Differences in client interest rates in the Czech Republic and the euroarea
In the Czech Republic, the monetary policy rate cuts made during 2009 were most visible in falling rates on loans to non-financial corporations, while rates on housing loans were flat and rates on consumer credit rose modestly (see Charts 1 and 2).
Financial market reference rates diverged;1 money market rates declined while the ten-year government bond yield temporarily rose. In the euro area, by contrast, interest rates have been falling for all types of loans since the end of 2008 in line with the fall in the ECB’s key interest rate, money market rates (partly due to unconventional monetary policy) and the ten-year government bond yield (see Charts 3 and 4).
This Box looks at the divergent trends in certain client interest rates in the Czech Republic and the euro area and the factors underlying this divergence. The analysis is based on decomposition of the average client interest rate on new loans in the Czech Republic and in the euro area into the contributions of the difference in monetary policy rates, the difference in the range of market and monetary policy interest rates and the difference in the range of client rates and relevant financial market rates expressing the risk premium of the particular segment of the credit market in the particular phase of the business cycle.
The difference in the average client rate on new loans in the Czech Republic and the euro area has increased since the end of 2008. This reflects a slightly smaller decline in the domestic monetary policy rate and money market interest rates (the 3M PRIBOR versus the 3M EURIBOR) in the Czech Republic than in the euro area. The difference in the credit market risk premia is relatively stable on average in the Czech Republic at around 1 percentage point and is at the pre-crisis level. An increase in the difference in client interest rates between the Czech Republic and the euro area was recorded in all segments of the credit market. As regards new loans to non-financial corporations, the increase in the difference in rates was influenced by the aforementioned smaller decline in the monetary policy and short-term market interest rate in the Czech Republic than in the euro area, while the difference in the risk premium for these loans narrowed.
The increase in the difference in interest rates on new loans to households was due to a rise in the ten-year yield on the Czech government bond as against a broadly flat yield in the euro area amid a smaller decline in the monetary policy rate in the Czech Republic than in the euro area. The difference in the risk premium for housing loans also increased.

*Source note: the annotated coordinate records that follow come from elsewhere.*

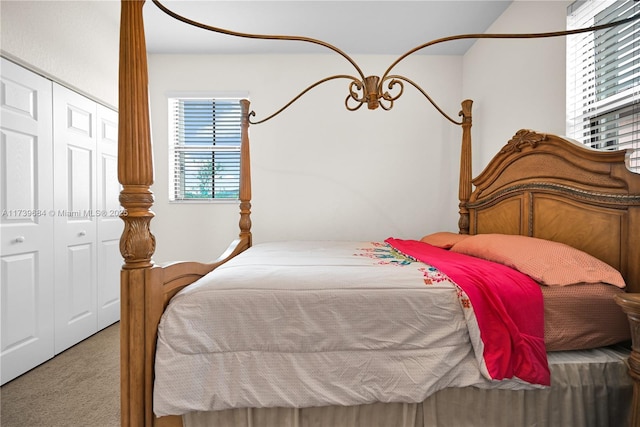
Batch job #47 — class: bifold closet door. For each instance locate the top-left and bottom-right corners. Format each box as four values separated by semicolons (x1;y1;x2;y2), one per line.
0;58;55;384
53;83;98;354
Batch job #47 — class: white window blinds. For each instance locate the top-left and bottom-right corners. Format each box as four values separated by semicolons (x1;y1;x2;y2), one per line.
567;0;640;173
169;98;242;201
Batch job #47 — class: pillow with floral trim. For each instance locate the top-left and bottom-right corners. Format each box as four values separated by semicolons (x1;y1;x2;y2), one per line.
420;231;469;249
450;234;625;288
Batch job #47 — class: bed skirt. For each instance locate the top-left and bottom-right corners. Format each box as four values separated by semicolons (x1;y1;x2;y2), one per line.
183;347;633;427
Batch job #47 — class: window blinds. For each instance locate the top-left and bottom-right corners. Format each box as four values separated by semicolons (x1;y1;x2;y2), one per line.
567;0;640;173
169;98;242;201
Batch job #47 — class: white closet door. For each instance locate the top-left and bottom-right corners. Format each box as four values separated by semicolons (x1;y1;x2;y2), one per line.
53;83;98;354
96;105;124;329
0;59;54;384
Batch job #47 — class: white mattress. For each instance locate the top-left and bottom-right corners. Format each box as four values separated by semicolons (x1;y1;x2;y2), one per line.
154;242;544;416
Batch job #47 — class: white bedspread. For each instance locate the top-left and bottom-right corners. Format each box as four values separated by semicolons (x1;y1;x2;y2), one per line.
154;242;531;416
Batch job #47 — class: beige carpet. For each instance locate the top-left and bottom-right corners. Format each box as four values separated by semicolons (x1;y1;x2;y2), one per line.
0;323;120;427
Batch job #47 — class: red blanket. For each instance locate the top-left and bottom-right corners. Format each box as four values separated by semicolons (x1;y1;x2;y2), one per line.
385;238;551;385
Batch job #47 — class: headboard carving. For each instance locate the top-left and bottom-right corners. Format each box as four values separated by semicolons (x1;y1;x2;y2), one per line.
467;130;640;292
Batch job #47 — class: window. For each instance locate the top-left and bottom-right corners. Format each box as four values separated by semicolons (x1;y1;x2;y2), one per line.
169;97;242;201
567;0;640;173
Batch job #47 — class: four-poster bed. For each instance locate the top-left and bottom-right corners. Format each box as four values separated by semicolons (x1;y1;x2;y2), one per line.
118;0;640;426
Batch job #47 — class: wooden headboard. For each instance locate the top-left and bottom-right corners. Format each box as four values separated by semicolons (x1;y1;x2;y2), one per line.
466;130;640;292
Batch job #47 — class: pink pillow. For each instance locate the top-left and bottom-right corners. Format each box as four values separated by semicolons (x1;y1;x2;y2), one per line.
451;234;625;288
420;231;469;249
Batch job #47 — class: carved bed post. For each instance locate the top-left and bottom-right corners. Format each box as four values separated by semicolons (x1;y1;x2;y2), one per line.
458;99;473;234
118;0;155;426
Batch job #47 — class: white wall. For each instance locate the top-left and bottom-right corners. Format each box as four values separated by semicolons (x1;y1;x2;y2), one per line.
0;0;569;262
149;1;569;262
0;0;120;107
462;0;571;176
149;55;462;262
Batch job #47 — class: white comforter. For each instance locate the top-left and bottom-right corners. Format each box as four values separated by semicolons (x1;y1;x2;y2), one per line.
154;242;532;416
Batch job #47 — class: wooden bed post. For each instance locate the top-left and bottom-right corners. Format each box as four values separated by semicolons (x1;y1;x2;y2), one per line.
118;0;155;426
458;99;473;234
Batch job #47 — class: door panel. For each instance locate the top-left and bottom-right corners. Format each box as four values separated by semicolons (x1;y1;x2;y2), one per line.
96;105;124;329
0;58;55;384
53;83;98;354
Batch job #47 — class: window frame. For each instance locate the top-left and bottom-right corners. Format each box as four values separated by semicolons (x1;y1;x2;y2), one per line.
166;91;249;204
566;0;640;173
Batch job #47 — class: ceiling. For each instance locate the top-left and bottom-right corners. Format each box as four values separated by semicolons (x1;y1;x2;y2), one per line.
144;0;511;55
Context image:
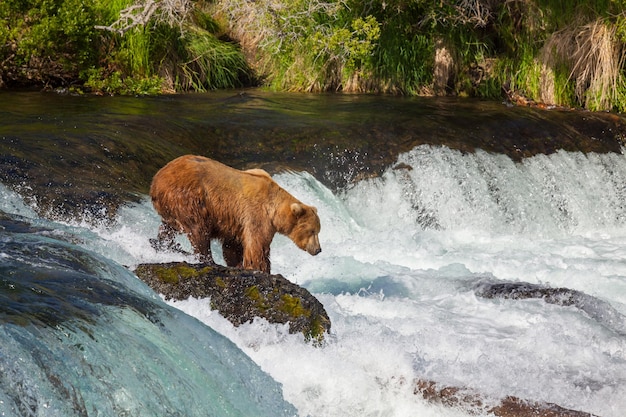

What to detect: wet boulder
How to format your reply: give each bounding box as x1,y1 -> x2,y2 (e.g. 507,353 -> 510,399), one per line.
414,380 -> 596,417
134,262 -> 330,343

A larger increase in the risk premium for domestic loans was recorded for short-term rates on housing loans, i.e. rates with fixations of up to one year. The risk premium for consumer credit is traditionally high in the Czech Republic compared to the euro area and this difference remained broadly unchanged in the period under review.
As regards interest rates on deposits, the most pronounced transmission to rates in the Czech Republic was recorded for corporate deposits. However, interest rates on household deposits also decreased in 2009. As in the case of loan rates, rates on deposits declined more strongly in the euro area than in the Czech Republic. Here too, though, this primarily reflected a larger decline in monetary policy and market rates. Deposit rates, however, are now more significantly below market rates in the Czech Republic than in the euro area.
All this shows that monetary transmission in the Czech economy experienced some disturbances during the global financial and economic crisis. Overall, however, the monetary policy transmission mechanism remains functional. The risk premia for rates on loans increased, although no more so than in the euro area, with the exception of shorter fixation periods for housing loans. The smaller decline in client interest rates thus reflects a less significant reduction of monetary policy rates, divergence in rates on the interbank market (mainly because of the ECB’s use of unconventional instruments) and an increase in tenyear government bond yields in the Czech Republic.
1 For the transmission mechanism to work effectively, it is vital that changes in key CNB interest rates, transmitted by the financial market, influence client rates. According to the CNB’s analyses (Box 1 Transmission of financial market interest rates to client interest rates, Inflation Report II/2009), in the Czech Republic the 1M PRIBOR and FRA 3*6 rates are most important for short fixations of rates on loans to corporations, while the 3M and 1Y PRIBOR are most important for long fixations of rates on corporate loans. The 1M PRIBOR and the ten-year government bond yield are most important for rates on housing loans.